3. Initial Access & Execution Chain
3.1 Delivery Vectors
- Phishing attachments (HTML smuggling)
- ISO / ZIP containers with LNK → LOLBIN execution
- Trojanized installers (fake updates, cracked software)
- Malicious browser extensions
3.2 Execution Stages
Stage 0 – Loader
- Written in C++, C#, or Delphi
- Payload encrypted (XOR / AES)
- Decrypted in memory or dropped to
%Temp%/%AppData%
Stage 1 – Stealer Core
- Executed via
rundll32.exe,mshta.exe, or direct execution - Masquerades as benign application
- Performs harvesting and exits
4. Anti-Analysis & Evasion
Static Evasion
- Encrypted strings
- Runtime API resolution
- Control-flow flattening
- Junk code insertion
Dynamic / Sandbox Evasion
- CPUID vendor checks
- MAC OUI inspection
- Low-interaction sandbox detection
- Execution delay & entropy checks
5. Credential Harvesting Internals
5.1 Browser Data Theft
Targets Chromium- and Gecko-based browsers.
| Artifact | Typical Path | Technique |
|---|---|---|
| Login Data | ...\User Data\Default\Login Data | SQLite query |
| Cookies | ...\Cookies | SQLite + DPAPI |
| Autofill | Web Data | SQLite |
| Master Key | Local State | DPAPI extraction |
Decryption Flow
- Extract encrypted AES key from
Local State - Decrypt via
CryptUnprotectData - Decrypt credentials using AES-GCM
5.2 Session Hijacking
- Cookies + tokens harvested
- Enables passwordless login
- Effective MFA bypass
- High-value SaaS and cloud targets prioritized
6. Crypto Wallet & Application Targeting
Targets include:
- Browser wallets (MetaMask-like extensions)
- Desktop wallets
- Cached wallet configuration files
Extraction methods:
- File system scraping
- Extension directory harvesting
- Opportunistic memory access
7. Host Reconnaissance & Victim Profiling
Collected telemetry:
- OS version, build, SID
- Username and hostname
- Installed AV / EDR
- Locale and keyboard layout
- External IP and region
Purpose:
- Victim valuation
- Duplicate suppression
- Data resale optimization
8. Command-and-Control (C2)
Transport
- HTTPS POST
- Occasionally Telegram bots / webhooks
- Bulletproof hosting & fast-flux DNS
Exfiltration Package
[Victim ID]
[System Metadata]
[Credential Archive]
[Cookie Archive]
[Wallet Data]
- ZIP / LZMA compressed
- AES encrypted
- Base64 wrapped
Execution model: exfiltrate once → terminate
9. Persistence
Often omitted intentionally. When enabled:
- Registry
Runkeys - Scheduled tasks
- Startup folder shortcuts
Persistence increases detection risk and is therefore uncommon.

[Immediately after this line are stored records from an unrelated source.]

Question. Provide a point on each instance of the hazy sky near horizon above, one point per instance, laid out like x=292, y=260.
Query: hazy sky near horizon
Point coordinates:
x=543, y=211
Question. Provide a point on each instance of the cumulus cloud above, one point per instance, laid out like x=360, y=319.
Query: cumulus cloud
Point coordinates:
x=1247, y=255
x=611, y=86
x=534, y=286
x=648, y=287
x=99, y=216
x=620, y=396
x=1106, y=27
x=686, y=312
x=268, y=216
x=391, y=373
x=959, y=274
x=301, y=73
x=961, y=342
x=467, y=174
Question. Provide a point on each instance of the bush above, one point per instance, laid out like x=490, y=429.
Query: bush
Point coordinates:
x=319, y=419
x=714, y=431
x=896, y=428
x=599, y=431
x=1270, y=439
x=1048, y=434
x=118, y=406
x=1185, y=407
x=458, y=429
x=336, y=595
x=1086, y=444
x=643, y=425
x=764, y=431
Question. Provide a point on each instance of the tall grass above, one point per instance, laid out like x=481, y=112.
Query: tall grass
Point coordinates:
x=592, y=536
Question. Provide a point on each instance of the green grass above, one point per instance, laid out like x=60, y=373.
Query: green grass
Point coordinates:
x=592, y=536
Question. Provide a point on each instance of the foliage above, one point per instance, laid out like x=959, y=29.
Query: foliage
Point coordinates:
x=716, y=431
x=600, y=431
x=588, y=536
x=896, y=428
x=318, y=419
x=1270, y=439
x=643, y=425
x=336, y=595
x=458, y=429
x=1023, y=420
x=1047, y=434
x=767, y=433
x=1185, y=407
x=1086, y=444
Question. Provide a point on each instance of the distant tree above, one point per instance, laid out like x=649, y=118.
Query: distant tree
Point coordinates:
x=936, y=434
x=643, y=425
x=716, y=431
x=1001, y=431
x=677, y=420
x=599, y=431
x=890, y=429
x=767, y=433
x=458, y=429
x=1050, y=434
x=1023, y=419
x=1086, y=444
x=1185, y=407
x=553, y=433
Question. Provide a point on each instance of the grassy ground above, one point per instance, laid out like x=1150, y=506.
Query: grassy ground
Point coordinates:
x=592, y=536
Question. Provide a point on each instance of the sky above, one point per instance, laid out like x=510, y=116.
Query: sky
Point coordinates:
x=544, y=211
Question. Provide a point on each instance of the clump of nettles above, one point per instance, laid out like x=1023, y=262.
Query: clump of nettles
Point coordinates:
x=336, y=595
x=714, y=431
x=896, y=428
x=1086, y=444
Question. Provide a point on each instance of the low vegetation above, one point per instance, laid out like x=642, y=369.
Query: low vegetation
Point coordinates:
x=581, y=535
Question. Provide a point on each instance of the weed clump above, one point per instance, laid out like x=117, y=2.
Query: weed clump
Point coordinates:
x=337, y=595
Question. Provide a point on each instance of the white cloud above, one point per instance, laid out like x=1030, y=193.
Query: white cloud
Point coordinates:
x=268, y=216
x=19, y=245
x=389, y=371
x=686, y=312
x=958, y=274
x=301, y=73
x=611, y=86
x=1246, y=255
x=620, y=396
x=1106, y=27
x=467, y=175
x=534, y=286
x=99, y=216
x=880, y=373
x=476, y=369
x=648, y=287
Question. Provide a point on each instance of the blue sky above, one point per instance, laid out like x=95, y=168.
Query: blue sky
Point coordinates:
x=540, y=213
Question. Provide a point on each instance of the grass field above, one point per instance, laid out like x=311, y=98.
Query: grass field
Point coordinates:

10. Real-World Indicators of Compromise (IOCs)
Host Artifacts
Suspicious Access
...\Chrome\User Data\*\Login Data
...\Chrome\User Data\*\Cookies
...\Firefox\Profiles\*\logins.json
Process Chains
mshta.exe → unsigned binary
wscript.exe → payload.exe
explorer.exe → %Temp%\random.exe
11. Detection & Threat Hunting
Endpoint
- Non-browser processes opening browser SQLite DBs
- DPAPI usage outside browser context
- Unsigned executables from user-writable paths
Network
- New domains (<30 days) receiving POST uploads
- TLS to low-reputation TLDs
- Fire-and-forget HTTPS behavior
Memory
- AES routines + SQLite strings
- API hashing
- Absence of GUI resources
12. Impact Assessment
Primary:
- Account takeover
- MFA bypass
- Financial theft
Secondary:
- Cloud abuse
- Identity compromise
- Lateral movement via credential reuse
13. Defensive Countermeasures
- Behavior-based EDR detections
- DPAPI abuse monitoring
- Disable browser credential storage
- Enforce session revalidation
- Credential & token rotation after exposure
- ASN-level network monitoring
14. Key Takeaway
Phantom Stealer is not sophisticated, but it is operationally efficient.
Defense success depends on behavioral detection, credential hygiene, and rapid incident response, not static indicators.